Was die Akkulaufzeit anbelangt, gibt Sony an, dass die Kopfhörer bei eingeschaltetem Noise-Cancelling (ANC) etwa 30 Stunden und bei ausgeschaltetem ANC etwa 50 Stunden halten. Die tatsächliche Laufzeit variiert natürlich je nach Lautstärke - und auch verwendetem Codec. Laut Sony sorgt eine 10-minütige Ladezeit für etwa 5 Stunden Wiedergabe, eine vollständige Ladezeit wird vom Hersteller allerdings nicht genannt.

Gewohnte Kommandos

Die Bedienung der Kopfhörer erfolgt wie man es bei Sony gewohnt ist über physische Tasten und ein Touchpanel an den Ohrmuscheln. An der linken Muschel befinden sich die Tasten für Ein/Aus und Pairing, Noise Cancelling/Ambient und eben besagte ULT-Taste. Ein Druck auf die Taste zur Umgebungsgeräuschunterdrückung wechselt standardmäßig zwischen den Modi Noise Cancelling und Ambient, wobei über die App weitere Optionen vorgenommen werden können.

Auf der rechten Ohrmuschel befindet sich ein Touchpanel, das weitere Steuerungen übernimmt. Ein doppeltes Tippen steuert die Wiedergabe und verwaltet Anrufe, durch Wischen nach vorne oder hinten wechselt man die Titel und mit einem Wischen nach oben oder unten lässt sich die Lautstärke regulieren. Ein langes Drücken aktiviert den Sprachassistenten oder lehnt einen eingehenden Anruf ab.

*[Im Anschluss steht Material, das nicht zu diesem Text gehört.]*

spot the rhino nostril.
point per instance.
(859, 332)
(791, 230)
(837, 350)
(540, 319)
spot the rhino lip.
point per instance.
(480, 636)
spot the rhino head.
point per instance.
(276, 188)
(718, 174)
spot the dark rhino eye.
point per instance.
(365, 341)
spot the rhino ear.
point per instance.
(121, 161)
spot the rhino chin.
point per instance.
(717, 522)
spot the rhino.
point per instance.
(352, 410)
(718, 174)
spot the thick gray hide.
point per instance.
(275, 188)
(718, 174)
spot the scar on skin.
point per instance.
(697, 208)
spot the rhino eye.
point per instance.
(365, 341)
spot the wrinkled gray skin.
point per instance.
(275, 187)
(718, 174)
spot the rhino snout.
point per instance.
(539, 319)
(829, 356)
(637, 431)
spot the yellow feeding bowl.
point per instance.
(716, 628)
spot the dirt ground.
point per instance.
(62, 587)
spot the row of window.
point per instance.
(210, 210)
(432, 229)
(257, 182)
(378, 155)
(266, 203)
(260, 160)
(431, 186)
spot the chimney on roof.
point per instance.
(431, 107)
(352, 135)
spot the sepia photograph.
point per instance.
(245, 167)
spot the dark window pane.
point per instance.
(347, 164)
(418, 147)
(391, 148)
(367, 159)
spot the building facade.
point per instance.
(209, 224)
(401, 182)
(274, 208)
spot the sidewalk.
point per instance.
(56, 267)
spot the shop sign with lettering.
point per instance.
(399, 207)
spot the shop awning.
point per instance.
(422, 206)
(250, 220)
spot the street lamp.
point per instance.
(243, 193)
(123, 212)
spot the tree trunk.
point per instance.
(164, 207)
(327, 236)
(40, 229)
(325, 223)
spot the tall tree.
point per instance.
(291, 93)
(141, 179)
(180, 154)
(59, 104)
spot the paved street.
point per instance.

Die Touch-Steuerung ist einfach zu bedienen, wenn man sie einmal verinnerlicht hat – Fehler können sich bei der Nutzung dennoch immer wieder einschleichen.

Hier kommt die Bass-Keule

Klanglich dürften Sony Neulinge tatsächlich ideal für Bassliebhaber sein – mit Einstellungen, die von moderat bis eindeutig übertrieben reichen. Der "ULT 1" Modus verstärkt den Bass, wobei die Musik noch ausgewogen bleibt, und eignet sich für eine breite Palette von Musikgenres, wie sie der Testparcours abzubilden versucht. Im Gegensatz dazu liefert der "ULT 2" Modus einen übermäßig starken Bass, der die Mitten und Höhen überdeckt und somit die Musik in manchen Fällen unklar und überladen wirken lässt. Hier kann man je nach gewähltem Track eher schon von einer Bass-Keule sprechen, die den restlichen Sound niederknüppelt.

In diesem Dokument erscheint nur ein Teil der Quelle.